Fast forward a decade and the company’s lofty ambitions for Siri and its ilk have fallen short of the mark. While many think of Siri when they hear the phrase “speech recognition” they will also likely be aware of the problems it has encountered, whether it be the questions around user privacy or even a glitch that saw it using expletives. However, the most prevalent issue with Siri is depressingly simple: it fails to understand everyone.

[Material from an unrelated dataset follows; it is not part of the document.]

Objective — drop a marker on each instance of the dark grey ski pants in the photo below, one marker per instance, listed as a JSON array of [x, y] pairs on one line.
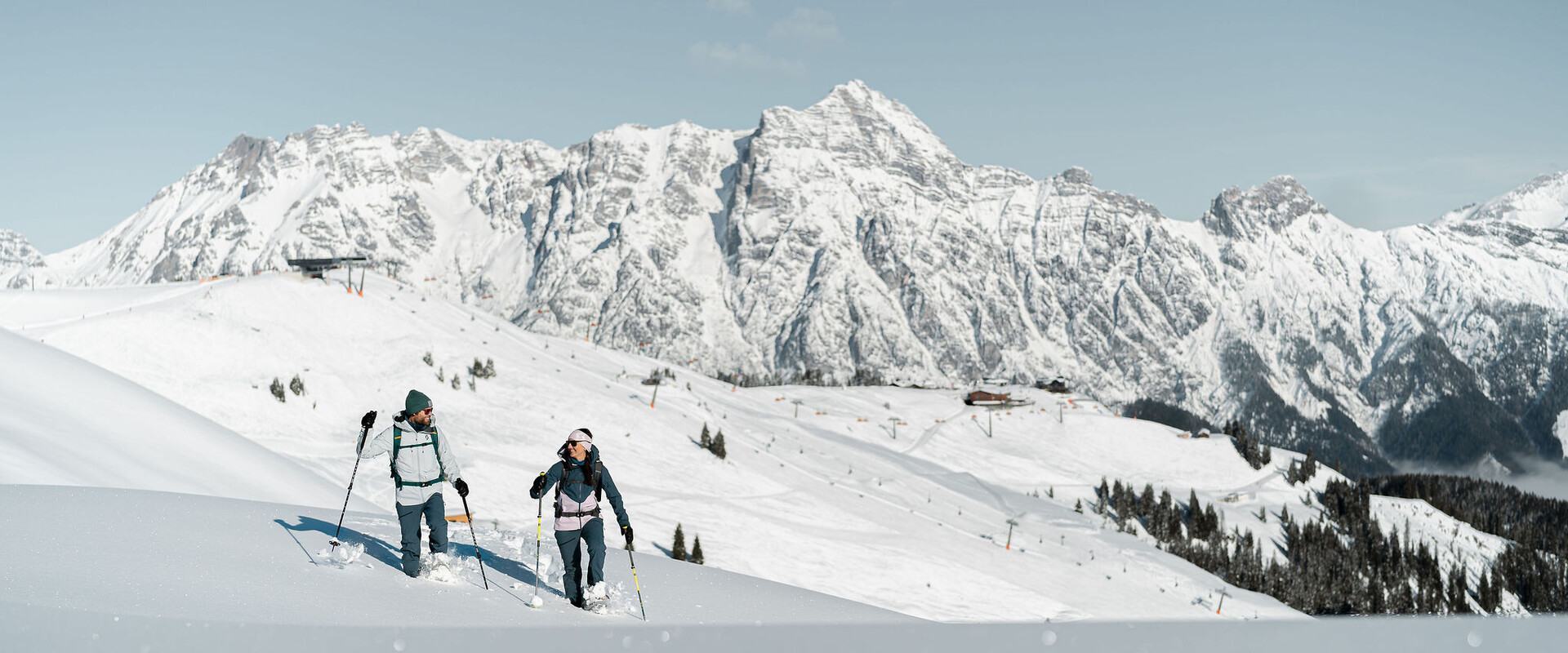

As a result, consumer speech recognition has mostly failed to live up to the hype. Many are left wondering whether it will ever deliver for everyone. We laugh at a parrot ordering items on Amazon through a virtual assistant, but in reality, this is an egregious failure and can have devastating consequences – such as the Irish woman who failed an English exam and was denied an Australian visa when an automated oral test was unable to recognise her accent. In the years to come, speech recognition will play an increasingly important role in our personal and professional lives, but we need to ensure that this benefit is truly felt by all.
Obviously, understanding is everything – however, achieving it is no mean feat. In the last decade, major breakthroughs have been made. But there is an inevitable bias given who trains Siri: white English speaking men. Simply put, we need a wider representation of voices in our datasets.
Recent developments have aimed to address this. Most machine learning algorithms need a human to “label” data in order to train it to identify patterns – thus a machine learning algorithm knows that when it sees something with a similar label, it can assume those things are related. Self supervised learning is this same process, but without the need for human intervention. This means the sources of data available to self supervised engines are massive compared to their supervised counterparts, as they don’t need to be categorised beforehand – they can process far high quantities and more diverse datasets.
All of the big tech players are acutely aware of the value in speech recognition innovation. The UK’s challenger to Silicon Valley, Cambridge has proved a valuable source for them. Since the launch of Siri, Apple has snapped up VocalIQ, Google bought Phonetic Arts and Amazon acquired Evi Technologies. These moves are a clear indication of the huge commercial opportunity.
While “good enough” may have been acceptable when Siri was first introduced, we should now be light years ahead. It’s now likely others will win the race.